Artifacts from the former Black school have now been digitized. It’s part of a national push to preserve Black history records and make them more accessible.
For 100 years, Christiansburg Institute battled white discrimination by serving as a model of Black education and culture tucked away in the mountains of Southwest Virginia. Today, the battlefield has transferred to a digital arena as the nonprofit that carries its name strives to preserve it for future generations.
A national effort to digitize archives and artifacts embodying African American history, which has long been ignored and inaccessible to the masses, began soon after the racial unrest of 2020. The digitization movement made its way to the institute, which once stood just down the hill from the current Christiansburg High School, after executive director Chris Sanchez and museum curator Jenny Nehrt successfully applied for a $250,000 grant from the Council on Library and Information Resources for “Digitizing Hidden Collections” in 2022.
“It’s basically immoral to underpreserve Black history in any society that claims to be democratic,” said Sanchez.
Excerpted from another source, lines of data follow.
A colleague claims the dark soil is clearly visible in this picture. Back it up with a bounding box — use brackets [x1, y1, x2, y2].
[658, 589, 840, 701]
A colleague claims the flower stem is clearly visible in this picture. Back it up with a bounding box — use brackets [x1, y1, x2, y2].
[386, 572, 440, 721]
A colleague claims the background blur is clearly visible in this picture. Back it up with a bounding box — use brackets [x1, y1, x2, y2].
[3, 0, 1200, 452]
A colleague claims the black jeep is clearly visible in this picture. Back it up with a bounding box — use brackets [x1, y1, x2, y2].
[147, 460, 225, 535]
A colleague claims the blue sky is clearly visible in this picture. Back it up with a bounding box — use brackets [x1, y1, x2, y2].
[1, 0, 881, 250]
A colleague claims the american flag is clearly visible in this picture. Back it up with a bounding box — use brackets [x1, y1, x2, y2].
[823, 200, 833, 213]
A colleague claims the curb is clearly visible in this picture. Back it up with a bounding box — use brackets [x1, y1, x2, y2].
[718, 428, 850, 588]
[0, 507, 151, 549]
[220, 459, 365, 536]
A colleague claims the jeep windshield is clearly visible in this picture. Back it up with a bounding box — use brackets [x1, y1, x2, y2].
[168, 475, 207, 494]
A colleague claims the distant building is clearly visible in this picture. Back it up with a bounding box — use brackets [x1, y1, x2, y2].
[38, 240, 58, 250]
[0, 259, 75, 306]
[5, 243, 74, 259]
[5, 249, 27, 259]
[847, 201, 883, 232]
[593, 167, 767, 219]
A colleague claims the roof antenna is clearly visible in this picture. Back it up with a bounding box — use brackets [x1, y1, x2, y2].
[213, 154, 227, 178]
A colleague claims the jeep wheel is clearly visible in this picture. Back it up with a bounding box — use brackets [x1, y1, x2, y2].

The nonprofit, in collaboration with University Libraries at Virginia Tech, recently finished scanning and uploading 870 photographs, 60 slides, 15 diplomas, 48,000 typed pages and 3,300 handwritten pages from the school’s heyday. These artifacts can now be accessed by anyone with an internet connection: https://hub.catalogit.app/8896. The collection will also be stored in the University Libraries’ digital space. An exhibit to promote the almost-completed work is open to the public until Dec. 17 on the second floor of the Newman Library.